Muscular dysfunction comes in many forms. The muscles of your core may simply be too weak to hold the upper body and support the spine, meaning they’re fatigued and strained by improper posture. When one muscle doesn’t do its job, another compensates; this leads to overuse of some muscles, which can in turn lead to the development of knots called trigger points which lock in chronic tension. Both overused and underused muscles fail to receive proper nutrition from blood flow and are prone to painful spasms.

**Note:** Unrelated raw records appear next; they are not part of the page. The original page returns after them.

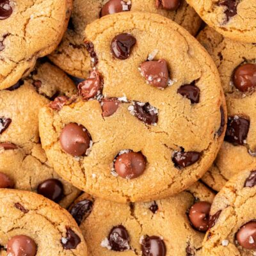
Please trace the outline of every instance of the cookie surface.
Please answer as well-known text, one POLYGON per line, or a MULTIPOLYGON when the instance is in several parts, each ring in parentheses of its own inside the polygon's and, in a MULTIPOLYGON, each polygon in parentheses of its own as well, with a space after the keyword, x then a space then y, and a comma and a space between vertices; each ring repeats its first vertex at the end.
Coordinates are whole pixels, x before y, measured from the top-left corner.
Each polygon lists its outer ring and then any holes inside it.
POLYGON ((188 32, 156 14, 108 15, 86 33, 99 63, 79 85, 81 97, 40 114, 54 170, 88 193, 117 202, 185 189, 210 167, 224 135, 225 105, 212 60, 188 32), (127 45, 116 47, 122 38, 127 45))
POLYGON ((0 188, 37 191, 65 207, 77 196, 79 191, 50 166, 38 124, 39 109, 50 102, 47 98, 76 92, 67 75, 49 63, 38 63, 26 79, 0 91, 0 188), (4 186, 6 175, 11 183, 4 186))
MULTIPOLYGON (((156 0, 74 0, 68 29, 61 43, 49 58, 70 75, 86 78, 91 65, 90 57, 84 43, 84 28, 99 19, 102 7, 107 9, 107 5, 109 6, 108 10, 111 13, 131 10, 161 14, 174 20, 195 35, 201 24, 200 17, 186 1, 179 0, 173 3, 175 3, 175 10, 168 10, 164 9, 161 4, 157 7, 156 0)), ((173 8, 173 6, 171 7, 173 8)), ((107 10, 103 14, 106 15, 106 12, 107 10)))
POLYGON ((255 170, 242 171, 216 196, 211 209, 214 221, 204 241, 204 255, 255 255, 255 170))
POLYGON ((28 76, 37 58, 57 47, 71 8, 72 0, 1 1, 0 89, 28 76))
POLYGON ((256 0, 187 0, 209 26, 223 36, 256 42, 256 0))
POLYGON ((148 203, 120 204, 84 193, 70 212, 79 225, 91 255, 141 255, 143 239, 155 236, 159 246, 155 248, 158 254, 152 255, 199 256, 205 233, 192 226, 188 212, 199 202, 211 207, 213 198, 214 195, 199 182, 176 196, 148 203), (122 231, 116 243, 113 230, 122 231))
POLYGON ((198 39, 218 67, 229 117, 225 141, 214 164, 202 178, 220 191, 234 175, 256 168, 256 111, 253 107, 256 103, 256 49, 253 44, 224 38, 209 27, 200 32, 198 39))
POLYGON ((0 189, 0 204, 1 255, 87 255, 76 221, 51 200, 31 192, 0 189))

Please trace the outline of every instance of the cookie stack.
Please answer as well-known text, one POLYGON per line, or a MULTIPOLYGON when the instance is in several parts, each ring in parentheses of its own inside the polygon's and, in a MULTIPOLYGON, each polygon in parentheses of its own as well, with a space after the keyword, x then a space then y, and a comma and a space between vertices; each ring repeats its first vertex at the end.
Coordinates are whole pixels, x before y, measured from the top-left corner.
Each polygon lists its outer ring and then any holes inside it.
POLYGON ((1 256, 256 255, 256 0, 187 2, 0 0, 1 256))

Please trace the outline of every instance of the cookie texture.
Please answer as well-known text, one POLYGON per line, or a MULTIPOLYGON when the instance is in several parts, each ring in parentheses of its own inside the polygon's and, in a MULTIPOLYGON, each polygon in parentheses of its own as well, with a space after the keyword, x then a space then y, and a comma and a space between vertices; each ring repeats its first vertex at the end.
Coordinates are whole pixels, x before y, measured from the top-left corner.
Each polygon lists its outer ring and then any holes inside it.
MULTIPOLYGON (((176 2, 180 3, 179 5, 177 4, 177 9, 168 10, 161 5, 157 6, 156 0, 74 0, 68 29, 61 43, 49 58, 70 75, 86 78, 91 65, 90 56, 84 45, 84 28, 100 17, 101 10, 106 4, 111 4, 111 13, 130 10, 161 14, 174 20, 195 35, 200 26, 200 18, 185 0, 176 2), (121 8, 118 9, 116 6, 119 5, 121 8)), ((102 14, 106 15, 106 12, 102 14)))
POLYGON ((141 255, 145 243, 155 241, 159 246, 154 252, 158 254, 152 255, 198 256, 202 255, 205 234, 193 227, 188 212, 195 203, 210 205, 213 198, 214 195, 199 182, 176 196, 147 203, 120 204, 84 193, 70 212, 80 224, 91 255, 141 255))
MULTIPOLYGON (((226 96, 230 120, 236 117, 237 120, 242 118, 249 122, 247 132, 242 124, 239 123, 235 127, 234 122, 229 122, 228 132, 226 134, 220 153, 212 166, 202 178, 209 186, 220 191, 234 175, 247 168, 256 168, 256 112, 253 107, 256 102, 253 87, 256 86, 256 79, 253 82, 252 78, 251 85, 253 86, 251 88, 244 90, 243 86, 241 87, 241 84, 246 84, 250 77, 256 77, 256 49, 253 44, 241 43, 224 38, 209 27, 206 27, 200 32, 198 39, 218 67, 226 96), (241 83, 236 79, 236 71, 237 67, 247 67, 248 64, 252 65, 252 67, 255 65, 255 71, 250 74, 244 74, 243 83, 241 83), (246 76, 248 76, 247 78, 246 76), (237 83, 234 83, 234 81, 237 83), (234 137, 244 137, 243 141, 230 138, 229 132, 232 129, 234 129, 233 131, 236 131, 236 135, 234 134, 234 137)), ((243 76, 241 77, 243 77, 243 76)))
POLYGON ((87 255, 76 221, 52 201, 32 192, 0 189, 0 204, 1 255, 87 255))
POLYGON ((79 85, 80 97, 40 113, 43 148, 54 170, 82 190, 116 202, 185 189, 210 167, 224 135, 225 104, 212 60, 188 32, 156 14, 108 15, 86 34, 98 65, 79 85), (156 84, 140 72, 148 58, 157 68, 143 70, 156 71, 156 84), (166 65, 169 77, 159 89, 166 65))
POLYGON ((210 27, 225 37, 256 42, 255 0, 188 0, 210 27))
POLYGON ((72 0, 2 2, 0 89, 4 89, 28 76, 37 58, 57 47, 71 14, 72 0))
POLYGON ((217 194, 211 209, 215 216, 212 227, 203 243, 204 255, 255 255, 255 170, 247 169, 217 194))
POLYGON ((0 176, 7 175, 12 188, 38 191, 65 207, 79 191, 50 166, 40 142, 38 115, 40 108, 50 102, 47 98, 76 92, 67 75, 47 62, 38 62, 26 79, 0 91, 0 176), (38 191, 42 182, 44 190, 38 191))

There are a number of muscles throughout the lower back and pelvis that are responsible for keeping the pelvis and spine neutral, supporting proper posture and body mechanics. A problem with one muscle can cause a chain reaction by kick-starting the compensation cycle. Recently, researchers sought to assess whether people with lower back pain exhibit differences in the use of three key muscles: the quadratus lumborum, the psoas major and the lumbar erector spinae muscles.
This study was small, consisting of only 19 participants, 10 of whom had recurrent lower back pain, with the remaining 9 serving as the control group. Researchers first measured engagement of the lumbar erector spinae muscles in each participant; these muscles stretch from the sacrum at the base of the spine to the 5 lumbar vertebrae and the 6 lowest ribs on each side of the body. The erector spinae is responsible for extending the back, or bending backward.
All participants were tested for engagement of the quadratus lumborum (QL) and psoas major when sitting in 3 different positions: flatback, slouching and with a slight inward lumbar arch (lordosis). The QL stretches from the hip bone to the lowest rib, with offshoots to the lumbar vertebrae. The psoas stretches from the top of the thigh bone to the lumbar vertebrae.
Researchers found no difference in general between the group with back pain and the control group with no back pain in terms of QL and psoas engagement; however, when they took into account those with high and low erector spinae activation, differences emerged.
Lower back pain participants who had high erector spinae (ES) activation levels had lower psoas engagement levels in the slight lordosis posture than the lower back pain participants with low ES activation levels. This latter group exhibited higher levels of QL and psoas activation in flatback posture and greater QL activation in slight lordosis posture than the control group did.
To learn more about this study, see www.jospt.org.
So, what does all that mean? First, it illustrates that people with back pain have different patterns of muscle usage, meaning there isn’t a one-size-fits-all muscular dysfunction we can count on. Second, it demonstrates that, in people with back pain, muscle imbalance may well be a factor in pain. The fact that low activation of ES corresponds to higher use of the QL and psoas can mean either that these latter muscles are compensating for a weak ES muscle, or that chronic tension in them inhibits the activation of the ES, indicating a potential treatment track for individuals with this pattern.
Perhaps one of the most important points to take away from this study, and others like it, is that muscular back pain requires an individualized approach to diagnosis and treatment. Seeing a physical therapist and a myofascial release expert trained to detect patterns of muscle compensation, tension and weakness can help you identify and correct complex muscular back pain causes.